EDITORIAL

Alcide F. LeBlanc

Le Canada a besoin des travailleurs saisonniers

                Le gouvernement fédéral s’apprête à changer radicalement la façon dont sera géré le nouveau programme national d’assurance-emploi. Sur cette question, plusieurs Canadiens sont divisés sur l’approche envisagée. Là où il y a plus de possibilités d’emploi, comme dans les villes, les changements proposés reçoivent un accueil assez favorable. Par contre, là où existent surtout plusieurs emplois saisonniers, ces nouvelles règles sont loin de faire l’unanimité. A-t-on pensé à un programme national qui tienne compte des réalités régionales et économiques?

À tort ou à raison, certains analystes prétendent que notre gouvernement national vise à punir les régions qui n’ont pas voté pour lui lors des récentes élections.
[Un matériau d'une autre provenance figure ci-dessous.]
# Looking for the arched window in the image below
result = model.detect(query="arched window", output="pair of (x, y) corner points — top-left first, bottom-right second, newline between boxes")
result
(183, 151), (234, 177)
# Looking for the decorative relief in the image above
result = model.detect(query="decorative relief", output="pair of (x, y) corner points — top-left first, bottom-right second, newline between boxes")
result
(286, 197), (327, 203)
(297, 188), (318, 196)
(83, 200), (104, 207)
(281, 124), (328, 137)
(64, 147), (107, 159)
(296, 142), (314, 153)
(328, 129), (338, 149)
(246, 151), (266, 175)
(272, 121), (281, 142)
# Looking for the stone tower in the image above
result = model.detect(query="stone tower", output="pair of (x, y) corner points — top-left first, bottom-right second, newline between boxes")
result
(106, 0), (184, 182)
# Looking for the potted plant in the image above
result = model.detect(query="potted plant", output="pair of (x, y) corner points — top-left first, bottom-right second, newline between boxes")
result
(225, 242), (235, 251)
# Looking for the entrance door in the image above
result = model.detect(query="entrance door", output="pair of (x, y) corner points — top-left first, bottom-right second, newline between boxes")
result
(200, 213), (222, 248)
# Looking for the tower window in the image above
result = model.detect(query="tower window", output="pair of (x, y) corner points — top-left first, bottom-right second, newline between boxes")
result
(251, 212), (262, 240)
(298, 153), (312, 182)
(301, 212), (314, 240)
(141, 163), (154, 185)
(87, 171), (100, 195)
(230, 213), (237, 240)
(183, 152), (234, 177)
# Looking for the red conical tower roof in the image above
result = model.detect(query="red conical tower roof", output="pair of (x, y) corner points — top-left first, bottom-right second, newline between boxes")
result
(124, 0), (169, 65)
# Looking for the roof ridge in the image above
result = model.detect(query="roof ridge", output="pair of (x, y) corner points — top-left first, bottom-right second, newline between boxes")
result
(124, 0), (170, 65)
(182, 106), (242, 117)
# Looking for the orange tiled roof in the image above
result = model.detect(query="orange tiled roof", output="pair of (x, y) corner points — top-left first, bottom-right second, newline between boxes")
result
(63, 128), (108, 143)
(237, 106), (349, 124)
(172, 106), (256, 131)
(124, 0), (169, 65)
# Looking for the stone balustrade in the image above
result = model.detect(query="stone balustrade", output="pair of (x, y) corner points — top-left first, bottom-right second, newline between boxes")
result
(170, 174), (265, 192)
Comme argument, ils déclarent que ce sont surtout les circonscriptions libérales qui seront les plus durement et négativement touchées.

Quoi qu’il en soit, tout le monde est d’avis que le programme actuel encourage certains abus. Par exemple, il arrive que des travailleurs refusent de combler des postes disponibles dès qu’ils ont accumulé les heures les qualifiant pour le programme. L’effet est visible. Dans certaines loca-lités, des employeurs sont obligés de recourir à une

main-d’œuvre étrangère afin de faire fonctionner leurs industries. Qu’en sera-t-il avec les nouveaux changements? Faudrait-il discontinuer cette pratique? On ne le sait pas

encore. Venant des pays pauvres, ces travailleurs sont toujours prêts à nous dépanner et parfois ils adoptent la citoyenneté canadienne, ce qui est bénéfique, car notre population est vieillissante.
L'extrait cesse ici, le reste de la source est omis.